La baisse du niveau de vie des plus modestes, concomitante à la hausse de celui des plus aisés, conduit les indicateurs d’inégalités à atteindre des niveaux parmi les plus élevés depuis 30 ans. En 2023, les 20 % les plus modestes perçoivent 8,5 % de la somme des revenus et les 20 % les plus aisés, 38,5 %, soit 4,5 fois plus. Ce rapport des sommes de niveaux de vie atteint en 2023 son maximum depuis 1996, année d’origine des séries.

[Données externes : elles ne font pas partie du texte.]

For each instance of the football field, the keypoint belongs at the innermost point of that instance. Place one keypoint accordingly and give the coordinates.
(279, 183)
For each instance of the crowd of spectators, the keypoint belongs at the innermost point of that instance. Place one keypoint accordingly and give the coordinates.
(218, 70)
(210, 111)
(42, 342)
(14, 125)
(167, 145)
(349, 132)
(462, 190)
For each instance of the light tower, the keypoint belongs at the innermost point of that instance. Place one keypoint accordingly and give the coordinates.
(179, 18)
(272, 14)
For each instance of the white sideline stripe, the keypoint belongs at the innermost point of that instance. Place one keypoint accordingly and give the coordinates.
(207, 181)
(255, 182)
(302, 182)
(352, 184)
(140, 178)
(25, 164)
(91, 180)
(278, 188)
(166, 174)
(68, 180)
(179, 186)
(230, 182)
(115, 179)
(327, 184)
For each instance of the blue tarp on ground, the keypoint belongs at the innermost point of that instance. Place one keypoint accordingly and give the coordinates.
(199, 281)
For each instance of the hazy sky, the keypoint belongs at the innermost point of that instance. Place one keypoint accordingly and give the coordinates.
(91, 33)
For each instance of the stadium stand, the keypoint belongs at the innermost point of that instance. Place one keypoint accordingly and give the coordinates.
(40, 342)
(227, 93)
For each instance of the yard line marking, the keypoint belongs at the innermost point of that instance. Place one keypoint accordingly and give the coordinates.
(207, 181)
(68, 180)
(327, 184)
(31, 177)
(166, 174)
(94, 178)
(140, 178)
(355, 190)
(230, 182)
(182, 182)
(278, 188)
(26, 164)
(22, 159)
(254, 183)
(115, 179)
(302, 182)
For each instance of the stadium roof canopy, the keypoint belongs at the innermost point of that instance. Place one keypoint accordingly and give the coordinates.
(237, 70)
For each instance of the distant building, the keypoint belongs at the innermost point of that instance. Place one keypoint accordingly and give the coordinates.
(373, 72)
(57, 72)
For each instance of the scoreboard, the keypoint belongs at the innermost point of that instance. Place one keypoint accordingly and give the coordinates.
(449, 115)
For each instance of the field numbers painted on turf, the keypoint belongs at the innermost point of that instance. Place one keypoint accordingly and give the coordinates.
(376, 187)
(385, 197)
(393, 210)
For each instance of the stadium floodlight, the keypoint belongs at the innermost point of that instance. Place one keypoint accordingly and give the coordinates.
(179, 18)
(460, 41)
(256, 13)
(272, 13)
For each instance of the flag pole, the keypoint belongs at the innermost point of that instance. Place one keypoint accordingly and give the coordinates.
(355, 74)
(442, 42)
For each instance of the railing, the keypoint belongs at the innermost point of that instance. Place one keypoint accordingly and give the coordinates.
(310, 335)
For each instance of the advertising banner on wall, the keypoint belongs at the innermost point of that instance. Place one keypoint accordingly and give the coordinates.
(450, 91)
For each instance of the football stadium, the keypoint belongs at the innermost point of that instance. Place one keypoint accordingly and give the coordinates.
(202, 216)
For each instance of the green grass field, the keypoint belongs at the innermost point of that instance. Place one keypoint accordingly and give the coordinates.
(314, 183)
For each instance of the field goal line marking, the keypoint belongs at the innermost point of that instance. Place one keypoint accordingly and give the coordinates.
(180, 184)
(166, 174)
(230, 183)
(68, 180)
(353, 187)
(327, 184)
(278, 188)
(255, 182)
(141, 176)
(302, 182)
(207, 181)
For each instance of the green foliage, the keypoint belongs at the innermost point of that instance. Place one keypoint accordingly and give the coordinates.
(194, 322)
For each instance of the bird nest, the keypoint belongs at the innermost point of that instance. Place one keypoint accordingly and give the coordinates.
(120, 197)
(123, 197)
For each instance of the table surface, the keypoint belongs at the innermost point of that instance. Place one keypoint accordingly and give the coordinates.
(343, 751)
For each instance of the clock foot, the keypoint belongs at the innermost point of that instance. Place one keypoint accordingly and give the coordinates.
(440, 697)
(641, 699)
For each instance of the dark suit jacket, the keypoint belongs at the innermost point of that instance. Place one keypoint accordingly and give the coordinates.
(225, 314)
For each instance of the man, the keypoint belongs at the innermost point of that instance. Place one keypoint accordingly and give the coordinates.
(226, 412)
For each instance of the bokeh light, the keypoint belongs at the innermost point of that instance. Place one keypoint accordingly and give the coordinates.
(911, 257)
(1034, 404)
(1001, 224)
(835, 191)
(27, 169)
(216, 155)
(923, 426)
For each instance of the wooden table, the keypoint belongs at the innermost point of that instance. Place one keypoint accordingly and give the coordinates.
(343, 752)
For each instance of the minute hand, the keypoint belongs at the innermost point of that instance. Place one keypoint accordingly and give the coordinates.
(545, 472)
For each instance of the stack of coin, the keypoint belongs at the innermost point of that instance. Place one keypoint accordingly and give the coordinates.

Et, rappelons-le, la situation serait encore pire si notre système de redistribution n’atténuait pas ces inégalités par le biais de transferts monétaires : allocations de chômage, allocations familiales…et de transferts en nature : santé, éducation, logement… (voir Alain Tournebise, « Un chiffre expliqué, 14 100 euros par an : ce que les services publics ajoutent au niveau de vie moyen » Économie&Politique n° 844-845, novembre-décembre 2024).

Encadré
Seuil de pauvreté

Pour mieux visualiser l’ampleur la réalité de la pauvreté telle que mesurée par l’enquête EFRS, rappelons la définition du seuil de pauvreté retenu par l’INSEE :

Le seuil de pauvreté monétaire est fixé à 60 % du niveau de vie médian, qui est le revenu tel que la moitié de la population perçoit plus que ce revenu et la moitié perçoit moins.

En France, en 2023, le niveau de vie annuel médian des personnes vivant dans un logement ordinaire de France métropolitaine est de 25 760 euros par unité de consommation (UC). Les unités de consommation permettent de comparer des ménages de composition différente. Elles sont calculées selon l’échelle d’équivalence de l’OCDE qui attribue 1 UC au premier adulte du ménage, 0,5 UC aux autres personnes de 14 ans ou plus et 0,3 UC aux enfants de moins de 14 ans.

En 2023, le niveau de vie mensuel moyen correspond à un revenu disponible de 2 150 euros mensuels pour une personne seule et de 3 860 euros pour un couple avec un enfant de moins de 14 ans.

Le seuil de pauvreté, en 2023, s’établit donc à 1 288 euros par mois et par unité de consommation. Il correspond à un revenu disponible mensuel de 1 288 euros pour une personne seule, 1 932 euros pour un couple, auxquels il faut ajouter 386 euros pour chaque enfant de moins de 14 ans et 644 euros pour chaque enfant plus âgé. En 2023, 9,8 millions de personnes « résidant dans un logement ordinaire en France métropolitaine » vivent en dessous de ce seuil.

Un individu est considéré comme pauvre lorsqu’il vit dans un ménage dont le niveau de vie est inférieur au seuil de pauvreté.